FCC Selidiki Perusahaan China di AS Terkait Ancaman Keamanan Nasional
Teknologi
Keamanan Siber
22 Mar 2025
266 dibaca
1 menit

Rangkuman 15 Detik
FCC sedang menyelidiki perusahaan-perusahaan Cina untuk memastikan kepatuhan terhadap larangan yang ada.
Perusahaan-perusahaan seperti Huawei dan ZTE dianggap sebagai ancaman bagi keamanan nasional AS.
Tindakan FCC dapat mempengaruhi hubungan antara AS dan perusahaan-perusahaan teknologi Tiongkok.

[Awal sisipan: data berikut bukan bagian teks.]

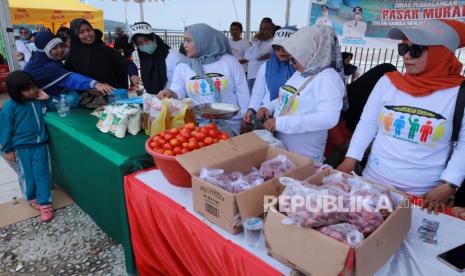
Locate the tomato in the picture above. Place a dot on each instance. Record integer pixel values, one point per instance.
(190, 126)
(181, 138)
(174, 143)
(193, 145)
(167, 136)
(212, 126)
(208, 141)
(168, 152)
(177, 150)
(213, 133)
(174, 131)
(201, 136)
(186, 133)
(204, 130)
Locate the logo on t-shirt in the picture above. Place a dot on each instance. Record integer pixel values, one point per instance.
(412, 124)
(214, 83)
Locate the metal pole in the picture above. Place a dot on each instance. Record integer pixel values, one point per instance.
(6, 28)
(247, 20)
(141, 8)
(288, 11)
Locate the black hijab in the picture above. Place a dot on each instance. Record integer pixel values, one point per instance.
(153, 67)
(359, 90)
(96, 60)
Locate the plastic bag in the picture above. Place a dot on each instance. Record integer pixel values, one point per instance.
(343, 232)
(176, 113)
(134, 122)
(276, 167)
(106, 119)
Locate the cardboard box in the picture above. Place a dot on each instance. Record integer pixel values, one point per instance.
(314, 253)
(239, 153)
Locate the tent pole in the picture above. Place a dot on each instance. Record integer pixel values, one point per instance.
(6, 28)
(288, 11)
(247, 19)
(141, 8)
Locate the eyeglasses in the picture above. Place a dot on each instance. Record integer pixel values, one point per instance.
(414, 49)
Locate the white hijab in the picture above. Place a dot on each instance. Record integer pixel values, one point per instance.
(316, 48)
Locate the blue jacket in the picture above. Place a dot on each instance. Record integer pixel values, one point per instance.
(22, 125)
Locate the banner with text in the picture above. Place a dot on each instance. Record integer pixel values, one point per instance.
(366, 23)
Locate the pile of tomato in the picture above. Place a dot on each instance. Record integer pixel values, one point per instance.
(178, 141)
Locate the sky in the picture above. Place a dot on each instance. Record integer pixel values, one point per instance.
(175, 14)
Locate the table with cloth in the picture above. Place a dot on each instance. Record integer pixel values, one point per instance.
(90, 167)
(169, 238)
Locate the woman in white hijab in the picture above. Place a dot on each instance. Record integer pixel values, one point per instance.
(310, 102)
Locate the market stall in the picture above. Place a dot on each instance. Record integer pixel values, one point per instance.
(53, 14)
(90, 166)
(170, 238)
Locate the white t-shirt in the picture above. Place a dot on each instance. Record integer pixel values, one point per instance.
(316, 109)
(260, 93)
(259, 48)
(225, 75)
(412, 138)
(239, 48)
(171, 60)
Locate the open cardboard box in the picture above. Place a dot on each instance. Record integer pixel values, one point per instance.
(314, 253)
(239, 153)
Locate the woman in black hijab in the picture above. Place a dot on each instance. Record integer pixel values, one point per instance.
(91, 58)
(157, 60)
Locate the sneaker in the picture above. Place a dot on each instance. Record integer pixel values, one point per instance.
(46, 212)
(34, 204)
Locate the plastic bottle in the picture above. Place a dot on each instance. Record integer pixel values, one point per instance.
(63, 107)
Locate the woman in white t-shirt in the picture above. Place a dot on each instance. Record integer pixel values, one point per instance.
(409, 117)
(311, 100)
(157, 60)
(210, 74)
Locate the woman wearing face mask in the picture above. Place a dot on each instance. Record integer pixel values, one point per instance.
(311, 100)
(93, 59)
(271, 75)
(210, 74)
(409, 117)
(157, 60)
(46, 68)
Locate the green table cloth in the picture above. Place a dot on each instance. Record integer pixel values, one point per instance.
(90, 167)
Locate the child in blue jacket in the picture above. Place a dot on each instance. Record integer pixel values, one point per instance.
(23, 139)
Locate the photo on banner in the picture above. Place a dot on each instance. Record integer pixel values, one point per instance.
(366, 23)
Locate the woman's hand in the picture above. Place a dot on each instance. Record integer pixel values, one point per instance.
(104, 88)
(135, 80)
(10, 157)
(167, 93)
(436, 199)
(248, 116)
(270, 124)
(263, 114)
(348, 165)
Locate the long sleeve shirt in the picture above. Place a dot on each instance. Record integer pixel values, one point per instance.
(412, 139)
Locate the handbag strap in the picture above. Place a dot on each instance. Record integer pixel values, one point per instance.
(458, 113)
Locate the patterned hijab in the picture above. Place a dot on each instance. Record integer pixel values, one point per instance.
(316, 48)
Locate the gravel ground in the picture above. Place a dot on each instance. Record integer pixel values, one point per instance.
(71, 244)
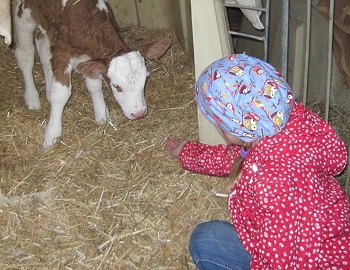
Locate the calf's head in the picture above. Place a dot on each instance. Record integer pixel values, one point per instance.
(127, 74)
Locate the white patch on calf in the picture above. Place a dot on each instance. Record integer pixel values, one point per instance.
(59, 96)
(64, 3)
(129, 72)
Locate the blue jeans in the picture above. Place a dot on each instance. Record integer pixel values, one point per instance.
(215, 245)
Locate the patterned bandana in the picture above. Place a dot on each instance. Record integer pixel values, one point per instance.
(245, 97)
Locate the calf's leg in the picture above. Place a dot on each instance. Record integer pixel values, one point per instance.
(95, 88)
(43, 48)
(58, 97)
(24, 27)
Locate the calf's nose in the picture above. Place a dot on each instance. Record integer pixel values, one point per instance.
(139, 114)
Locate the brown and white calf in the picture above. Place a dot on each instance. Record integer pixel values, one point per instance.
(80, 35)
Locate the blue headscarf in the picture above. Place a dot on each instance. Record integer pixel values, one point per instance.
(245, 97)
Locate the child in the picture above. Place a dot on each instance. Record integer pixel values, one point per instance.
(287, 209)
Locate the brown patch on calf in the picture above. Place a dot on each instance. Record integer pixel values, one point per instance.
(77, 29)
(92, 68)
(155, 49)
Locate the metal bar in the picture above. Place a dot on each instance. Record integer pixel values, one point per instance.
(264, 39)
(329, 70)
(307, 51)
(227, 23)
(285, 36)
(246, 35)
(244, 7)
(267, 27)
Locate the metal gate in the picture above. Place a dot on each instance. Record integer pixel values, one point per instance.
(284, 49)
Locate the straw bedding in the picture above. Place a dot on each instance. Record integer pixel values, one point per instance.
(105, 196)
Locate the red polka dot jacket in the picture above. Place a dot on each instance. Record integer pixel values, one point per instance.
(288, 209)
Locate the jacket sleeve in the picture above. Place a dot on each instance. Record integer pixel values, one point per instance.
(215, 160)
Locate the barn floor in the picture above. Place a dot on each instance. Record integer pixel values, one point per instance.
(105, 196)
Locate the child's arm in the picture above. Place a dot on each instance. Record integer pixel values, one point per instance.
(214, 160)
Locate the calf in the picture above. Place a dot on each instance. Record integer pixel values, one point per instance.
(80, 35)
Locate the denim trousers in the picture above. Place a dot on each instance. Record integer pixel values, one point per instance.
(216, 245)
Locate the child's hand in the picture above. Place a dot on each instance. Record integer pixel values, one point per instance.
(174, 146)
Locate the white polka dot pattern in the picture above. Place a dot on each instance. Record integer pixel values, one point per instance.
(289, 210)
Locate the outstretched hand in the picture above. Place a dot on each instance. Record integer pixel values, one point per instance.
(174, 146)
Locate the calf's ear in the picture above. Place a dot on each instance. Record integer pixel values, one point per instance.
(155, 49)
(92, 68)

Komisi Komunikasi Federal AS (FCC) sedang menyelidiki sembilan perusahaan Cina, termasuk Huawei, ZTE, dan Hikvision, untuk menentukan apakah mereka mencoba menghindari larangan yang diberlakukan oleh pemerintah AS. Perusahaan-perusahaan ini telah dimasukkan dalam daftar "Covered List" FCC, yang menunjukkan bahwa peralatan dan layanan komunikasi mereka dianggap mengancam keamanan nasional AS. Ketua FCC, Brendan Carr, menyatakan bahwa ada alasan untuk percaya bahwa perusahaan-perusahaan ini mungkin masih beroperasi di AS dengan cara yang tidak diatur.

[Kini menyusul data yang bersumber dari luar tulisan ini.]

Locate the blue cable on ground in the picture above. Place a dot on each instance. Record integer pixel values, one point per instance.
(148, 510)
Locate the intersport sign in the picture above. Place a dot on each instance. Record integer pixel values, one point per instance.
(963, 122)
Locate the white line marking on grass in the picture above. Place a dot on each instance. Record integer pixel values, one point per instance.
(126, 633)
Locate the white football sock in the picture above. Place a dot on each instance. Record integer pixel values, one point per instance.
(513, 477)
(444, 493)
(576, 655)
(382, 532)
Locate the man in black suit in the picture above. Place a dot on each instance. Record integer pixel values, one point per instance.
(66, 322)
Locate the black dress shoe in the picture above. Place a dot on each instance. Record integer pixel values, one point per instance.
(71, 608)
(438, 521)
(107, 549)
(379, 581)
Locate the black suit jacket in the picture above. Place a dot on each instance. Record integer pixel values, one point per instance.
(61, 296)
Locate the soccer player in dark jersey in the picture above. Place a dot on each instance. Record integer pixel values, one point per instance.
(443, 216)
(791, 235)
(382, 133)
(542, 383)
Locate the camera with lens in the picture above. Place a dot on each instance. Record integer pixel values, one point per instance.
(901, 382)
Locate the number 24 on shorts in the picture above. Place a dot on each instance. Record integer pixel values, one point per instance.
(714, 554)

Penyelidikan ini adalah bagian dari tindakan yang lebih luas terhadap perusahaan telekomunikasi dan teknologi Cina oleh pemerintah AS. FCC sebelumnya telah melarang perusahaan-perusahaan ini untuk menyediakan layanan telekomunikasi di AS karena kekhawatiran keamanan. Namun, Carr mencurigai bahwa beberapa perusahaan mungkin mencoba untuk terus berbisnis di AS dengan cara yang tidak teratur.
Analisis Ahli
Bruce Schneier
Kebijakan pembatasan energi tinggi oleh pemerintah AS bisa memberikan keamanan yang lebih besar, tetapi juga berisiko memicu kontra-produktivitas dan eskalasi sanksi yang tidak produktif.Megan Stifel
Ketegangan atas teknologi ini menunjukkan perlunya regulasi yang jelas dan kerja sama internasional untuk menghindari penyebaran teknologi yang dapat merugikan keamanan nasional tanpa merusak inovasi global.